Because of vendor delays, MISO now says it’s unsure if it can meet a self-imposed June deadline to demonstrate the operation of its private cloud using non-Critical Infrastructure Protection data. The new private cloud will house the modular platform, replacing the current server-based platform.

The RTO plans to migrate data to its new private cloud for testing and import modeling information to its one-shop model manager this year. (See “Private Cloud Prepped for New Market Platform,” MISO Board of Directors Briefs: Dec. 12, 2019.)

By the end of the year, MISO will have uploaded its operations data in the model manager, which is scheduled to go live next year, Reister said.

“Modeling is interwoven in a lot of MISO processes,” Reister said of the importance of a singular repository for the RTO’s many planning models.
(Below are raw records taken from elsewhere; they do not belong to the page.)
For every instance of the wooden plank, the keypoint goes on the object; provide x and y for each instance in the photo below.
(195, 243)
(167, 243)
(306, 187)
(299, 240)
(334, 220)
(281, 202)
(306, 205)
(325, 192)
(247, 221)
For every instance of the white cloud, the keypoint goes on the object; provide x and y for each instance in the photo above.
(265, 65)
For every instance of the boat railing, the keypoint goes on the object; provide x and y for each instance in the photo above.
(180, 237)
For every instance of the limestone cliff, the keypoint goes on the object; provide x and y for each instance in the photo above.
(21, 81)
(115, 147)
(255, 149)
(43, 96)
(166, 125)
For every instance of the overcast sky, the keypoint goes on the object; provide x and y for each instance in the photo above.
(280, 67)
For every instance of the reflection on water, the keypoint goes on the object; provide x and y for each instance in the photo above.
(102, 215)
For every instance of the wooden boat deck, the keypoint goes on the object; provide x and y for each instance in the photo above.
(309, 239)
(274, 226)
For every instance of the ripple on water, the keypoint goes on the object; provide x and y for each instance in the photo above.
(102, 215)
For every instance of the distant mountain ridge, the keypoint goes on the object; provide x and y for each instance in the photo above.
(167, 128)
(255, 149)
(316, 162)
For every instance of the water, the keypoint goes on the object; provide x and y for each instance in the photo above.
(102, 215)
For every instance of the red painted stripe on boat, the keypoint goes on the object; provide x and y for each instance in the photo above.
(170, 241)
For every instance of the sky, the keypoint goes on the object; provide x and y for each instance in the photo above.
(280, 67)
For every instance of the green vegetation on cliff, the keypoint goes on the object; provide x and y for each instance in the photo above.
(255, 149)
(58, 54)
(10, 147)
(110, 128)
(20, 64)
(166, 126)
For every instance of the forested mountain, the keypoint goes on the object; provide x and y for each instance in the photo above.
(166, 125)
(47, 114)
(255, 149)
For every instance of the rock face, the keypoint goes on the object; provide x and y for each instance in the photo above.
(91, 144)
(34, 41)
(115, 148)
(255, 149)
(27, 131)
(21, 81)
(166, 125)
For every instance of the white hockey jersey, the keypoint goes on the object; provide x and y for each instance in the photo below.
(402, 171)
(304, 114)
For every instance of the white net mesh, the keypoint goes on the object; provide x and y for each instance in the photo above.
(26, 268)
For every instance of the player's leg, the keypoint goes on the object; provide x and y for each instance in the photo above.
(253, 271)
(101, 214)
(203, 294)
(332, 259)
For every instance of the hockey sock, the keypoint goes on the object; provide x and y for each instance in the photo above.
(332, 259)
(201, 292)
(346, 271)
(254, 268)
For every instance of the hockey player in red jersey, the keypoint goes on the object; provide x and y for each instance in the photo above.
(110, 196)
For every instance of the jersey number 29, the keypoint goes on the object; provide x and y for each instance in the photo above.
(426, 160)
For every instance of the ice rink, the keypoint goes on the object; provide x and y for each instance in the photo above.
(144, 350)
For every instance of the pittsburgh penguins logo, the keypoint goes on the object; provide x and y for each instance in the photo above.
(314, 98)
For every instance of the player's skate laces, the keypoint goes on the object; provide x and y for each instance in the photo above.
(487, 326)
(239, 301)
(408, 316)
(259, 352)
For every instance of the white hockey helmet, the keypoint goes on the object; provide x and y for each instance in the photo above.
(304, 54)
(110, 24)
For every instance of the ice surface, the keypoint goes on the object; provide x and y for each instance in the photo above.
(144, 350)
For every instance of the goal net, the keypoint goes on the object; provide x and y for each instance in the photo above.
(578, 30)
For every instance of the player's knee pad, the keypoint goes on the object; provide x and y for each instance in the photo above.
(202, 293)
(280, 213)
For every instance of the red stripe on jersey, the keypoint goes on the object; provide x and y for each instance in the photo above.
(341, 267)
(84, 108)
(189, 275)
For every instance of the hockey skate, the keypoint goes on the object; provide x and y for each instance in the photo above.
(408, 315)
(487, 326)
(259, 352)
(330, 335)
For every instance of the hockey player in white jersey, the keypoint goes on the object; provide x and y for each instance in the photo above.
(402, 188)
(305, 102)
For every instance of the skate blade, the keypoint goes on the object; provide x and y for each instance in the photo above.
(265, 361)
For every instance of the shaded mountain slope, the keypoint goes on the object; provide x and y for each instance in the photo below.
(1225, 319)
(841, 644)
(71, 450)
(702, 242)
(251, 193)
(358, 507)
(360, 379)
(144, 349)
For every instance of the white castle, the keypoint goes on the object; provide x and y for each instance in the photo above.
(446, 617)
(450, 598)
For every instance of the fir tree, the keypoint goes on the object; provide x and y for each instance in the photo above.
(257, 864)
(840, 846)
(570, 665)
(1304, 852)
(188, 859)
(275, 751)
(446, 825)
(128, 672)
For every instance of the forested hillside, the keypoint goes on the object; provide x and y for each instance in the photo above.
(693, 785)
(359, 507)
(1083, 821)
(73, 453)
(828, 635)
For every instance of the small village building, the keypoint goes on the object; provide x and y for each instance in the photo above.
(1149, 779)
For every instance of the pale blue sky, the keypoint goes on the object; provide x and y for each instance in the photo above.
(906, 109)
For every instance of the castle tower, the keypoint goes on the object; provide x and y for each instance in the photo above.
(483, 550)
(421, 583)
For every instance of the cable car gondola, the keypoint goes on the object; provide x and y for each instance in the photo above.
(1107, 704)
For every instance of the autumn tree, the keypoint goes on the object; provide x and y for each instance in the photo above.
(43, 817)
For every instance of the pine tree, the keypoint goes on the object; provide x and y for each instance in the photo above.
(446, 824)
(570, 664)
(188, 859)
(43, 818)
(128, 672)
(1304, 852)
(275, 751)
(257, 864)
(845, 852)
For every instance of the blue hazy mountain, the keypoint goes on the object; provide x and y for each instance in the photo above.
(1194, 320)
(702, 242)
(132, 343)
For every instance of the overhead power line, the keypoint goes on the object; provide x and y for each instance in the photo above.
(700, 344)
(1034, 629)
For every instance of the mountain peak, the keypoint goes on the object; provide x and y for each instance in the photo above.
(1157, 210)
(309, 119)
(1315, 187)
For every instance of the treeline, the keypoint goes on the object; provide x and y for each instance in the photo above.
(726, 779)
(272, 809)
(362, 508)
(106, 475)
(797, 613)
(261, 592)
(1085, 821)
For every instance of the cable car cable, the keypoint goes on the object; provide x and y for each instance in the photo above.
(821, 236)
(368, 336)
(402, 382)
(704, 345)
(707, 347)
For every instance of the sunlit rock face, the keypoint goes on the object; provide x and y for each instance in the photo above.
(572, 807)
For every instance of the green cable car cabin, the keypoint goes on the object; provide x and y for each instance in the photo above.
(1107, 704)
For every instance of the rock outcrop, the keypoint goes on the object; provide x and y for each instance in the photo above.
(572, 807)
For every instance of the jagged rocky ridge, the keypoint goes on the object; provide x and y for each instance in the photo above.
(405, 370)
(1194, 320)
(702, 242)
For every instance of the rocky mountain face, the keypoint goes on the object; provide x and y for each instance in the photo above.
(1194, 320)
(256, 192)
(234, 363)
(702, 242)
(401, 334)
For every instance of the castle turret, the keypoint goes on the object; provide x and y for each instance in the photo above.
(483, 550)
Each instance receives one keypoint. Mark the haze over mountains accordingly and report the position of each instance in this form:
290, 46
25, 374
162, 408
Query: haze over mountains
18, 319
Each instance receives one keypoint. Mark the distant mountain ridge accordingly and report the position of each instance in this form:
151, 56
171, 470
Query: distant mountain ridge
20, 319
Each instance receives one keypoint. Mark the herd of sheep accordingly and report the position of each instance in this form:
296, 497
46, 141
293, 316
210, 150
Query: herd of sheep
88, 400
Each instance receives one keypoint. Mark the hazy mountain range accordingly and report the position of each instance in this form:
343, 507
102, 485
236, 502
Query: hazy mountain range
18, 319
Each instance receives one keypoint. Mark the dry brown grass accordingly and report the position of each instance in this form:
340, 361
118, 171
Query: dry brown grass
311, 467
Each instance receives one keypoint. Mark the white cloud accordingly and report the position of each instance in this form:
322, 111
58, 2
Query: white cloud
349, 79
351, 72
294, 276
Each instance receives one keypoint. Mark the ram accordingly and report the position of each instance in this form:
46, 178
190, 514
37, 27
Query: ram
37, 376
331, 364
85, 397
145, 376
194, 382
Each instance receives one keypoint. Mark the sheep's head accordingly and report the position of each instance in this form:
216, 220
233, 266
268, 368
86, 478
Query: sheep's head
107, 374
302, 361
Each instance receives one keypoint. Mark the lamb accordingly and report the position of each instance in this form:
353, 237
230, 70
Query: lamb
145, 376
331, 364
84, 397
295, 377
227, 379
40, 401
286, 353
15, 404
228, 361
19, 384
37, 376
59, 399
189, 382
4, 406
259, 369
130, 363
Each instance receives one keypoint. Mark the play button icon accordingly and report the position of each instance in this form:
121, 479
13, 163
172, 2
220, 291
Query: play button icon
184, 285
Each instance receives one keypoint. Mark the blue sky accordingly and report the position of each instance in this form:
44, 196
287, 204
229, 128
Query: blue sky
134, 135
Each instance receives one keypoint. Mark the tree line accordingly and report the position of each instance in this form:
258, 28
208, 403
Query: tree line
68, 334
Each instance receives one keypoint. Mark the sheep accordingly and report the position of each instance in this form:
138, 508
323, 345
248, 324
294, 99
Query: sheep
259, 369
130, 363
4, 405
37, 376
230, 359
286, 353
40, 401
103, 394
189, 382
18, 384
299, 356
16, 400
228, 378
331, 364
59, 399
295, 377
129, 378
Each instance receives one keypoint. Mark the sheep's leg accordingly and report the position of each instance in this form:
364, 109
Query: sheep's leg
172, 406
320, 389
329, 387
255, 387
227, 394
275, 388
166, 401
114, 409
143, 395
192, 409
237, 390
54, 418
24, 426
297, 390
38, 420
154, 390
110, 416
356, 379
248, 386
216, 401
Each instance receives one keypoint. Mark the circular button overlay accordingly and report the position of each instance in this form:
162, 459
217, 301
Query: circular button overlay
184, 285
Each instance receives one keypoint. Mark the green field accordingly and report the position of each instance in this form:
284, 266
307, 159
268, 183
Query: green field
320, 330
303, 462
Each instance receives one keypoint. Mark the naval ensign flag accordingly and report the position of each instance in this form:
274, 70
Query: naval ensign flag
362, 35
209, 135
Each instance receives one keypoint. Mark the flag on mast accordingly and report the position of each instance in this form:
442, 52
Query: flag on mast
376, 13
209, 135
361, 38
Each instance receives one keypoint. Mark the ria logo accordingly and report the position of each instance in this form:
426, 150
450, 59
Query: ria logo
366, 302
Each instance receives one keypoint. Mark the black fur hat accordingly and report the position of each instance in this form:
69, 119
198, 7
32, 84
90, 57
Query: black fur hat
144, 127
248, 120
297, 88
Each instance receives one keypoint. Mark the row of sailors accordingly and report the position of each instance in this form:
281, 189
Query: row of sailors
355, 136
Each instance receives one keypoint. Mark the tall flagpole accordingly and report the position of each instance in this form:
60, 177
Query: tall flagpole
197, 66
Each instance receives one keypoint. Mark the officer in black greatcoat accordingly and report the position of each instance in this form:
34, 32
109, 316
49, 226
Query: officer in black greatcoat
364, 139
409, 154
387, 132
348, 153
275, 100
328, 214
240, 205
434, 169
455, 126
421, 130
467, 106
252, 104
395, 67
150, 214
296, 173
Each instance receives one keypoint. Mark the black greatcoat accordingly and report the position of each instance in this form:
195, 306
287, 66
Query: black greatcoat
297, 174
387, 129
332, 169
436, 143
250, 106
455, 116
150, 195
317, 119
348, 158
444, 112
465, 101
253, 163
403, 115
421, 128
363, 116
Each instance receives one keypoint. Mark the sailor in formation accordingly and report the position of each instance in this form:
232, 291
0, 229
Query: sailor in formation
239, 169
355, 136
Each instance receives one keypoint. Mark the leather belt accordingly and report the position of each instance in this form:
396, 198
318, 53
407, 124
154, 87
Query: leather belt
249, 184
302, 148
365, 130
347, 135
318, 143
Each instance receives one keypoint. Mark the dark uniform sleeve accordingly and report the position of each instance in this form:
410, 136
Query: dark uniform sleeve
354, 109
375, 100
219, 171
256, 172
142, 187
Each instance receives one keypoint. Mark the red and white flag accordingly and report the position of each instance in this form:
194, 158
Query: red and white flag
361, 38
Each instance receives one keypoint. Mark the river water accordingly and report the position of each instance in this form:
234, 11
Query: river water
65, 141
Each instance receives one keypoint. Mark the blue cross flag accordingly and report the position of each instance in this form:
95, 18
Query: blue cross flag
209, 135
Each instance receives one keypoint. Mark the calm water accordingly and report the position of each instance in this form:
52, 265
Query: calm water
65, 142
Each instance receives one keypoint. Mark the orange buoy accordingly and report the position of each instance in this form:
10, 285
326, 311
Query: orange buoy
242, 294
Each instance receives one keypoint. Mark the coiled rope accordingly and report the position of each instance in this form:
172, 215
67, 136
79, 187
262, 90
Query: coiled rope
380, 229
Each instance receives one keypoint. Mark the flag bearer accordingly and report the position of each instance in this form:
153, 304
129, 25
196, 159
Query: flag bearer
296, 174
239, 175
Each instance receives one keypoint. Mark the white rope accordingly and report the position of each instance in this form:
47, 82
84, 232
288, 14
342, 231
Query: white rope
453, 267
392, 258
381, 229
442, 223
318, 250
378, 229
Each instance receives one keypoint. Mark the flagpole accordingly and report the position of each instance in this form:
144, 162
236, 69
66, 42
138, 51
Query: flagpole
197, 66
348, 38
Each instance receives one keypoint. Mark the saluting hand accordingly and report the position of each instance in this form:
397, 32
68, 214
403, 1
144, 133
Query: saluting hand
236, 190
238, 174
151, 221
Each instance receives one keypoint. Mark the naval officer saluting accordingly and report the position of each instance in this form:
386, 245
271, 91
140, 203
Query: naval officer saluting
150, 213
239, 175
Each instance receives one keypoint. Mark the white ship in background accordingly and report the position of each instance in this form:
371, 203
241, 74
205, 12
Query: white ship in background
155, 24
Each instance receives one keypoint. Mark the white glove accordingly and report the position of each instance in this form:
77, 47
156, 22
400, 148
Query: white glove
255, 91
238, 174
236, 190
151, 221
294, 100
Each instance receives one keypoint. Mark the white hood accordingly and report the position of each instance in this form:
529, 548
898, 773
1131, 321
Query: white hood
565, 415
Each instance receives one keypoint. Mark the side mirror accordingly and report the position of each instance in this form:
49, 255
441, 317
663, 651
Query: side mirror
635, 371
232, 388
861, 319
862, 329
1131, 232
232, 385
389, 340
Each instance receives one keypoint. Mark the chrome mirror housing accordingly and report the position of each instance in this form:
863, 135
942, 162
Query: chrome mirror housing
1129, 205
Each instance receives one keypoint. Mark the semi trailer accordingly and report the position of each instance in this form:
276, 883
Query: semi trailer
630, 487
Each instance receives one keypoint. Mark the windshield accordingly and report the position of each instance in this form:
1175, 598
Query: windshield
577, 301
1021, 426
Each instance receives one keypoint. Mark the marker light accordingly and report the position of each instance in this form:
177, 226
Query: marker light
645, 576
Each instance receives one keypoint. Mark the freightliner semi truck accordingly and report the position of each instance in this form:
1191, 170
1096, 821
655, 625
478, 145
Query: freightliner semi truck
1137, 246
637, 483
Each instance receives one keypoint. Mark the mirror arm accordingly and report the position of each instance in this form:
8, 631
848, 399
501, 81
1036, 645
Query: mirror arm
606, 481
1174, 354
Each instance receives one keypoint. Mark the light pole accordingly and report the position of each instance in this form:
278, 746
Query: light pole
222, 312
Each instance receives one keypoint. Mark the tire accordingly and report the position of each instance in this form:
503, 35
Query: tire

MISO currently relies on several different means to collect and validate grid information for modeling.

MISO said the contract and delivery date of work on its new day-ahead market clearing engine is currently under negotiations. Its goal is to have the existing platform and a version of the new platform running in parallel for testing purposes in 2021, paving the way for the eventual retirement of the old platform. The RTO hopes to have the new clearing engine in production in the third quarter of 2022.

MISO executives have said that the monolithic nature of the current market platform is a major limiting factor in adapting its market to accommodate new products that seek to incentivize availability of the RTO’s shifting resource mix.

“2020 is the fourth year of the program, and it represents a turn in focus of the work,” Vice President of Market System Enhancements Todd Ramey said during MISO Board Week in March. “Whereas the first three years of the program were primarily focused on extending the life of the legacy platform … this year we’re really making the switch to completing major projects and bringing some of this online.”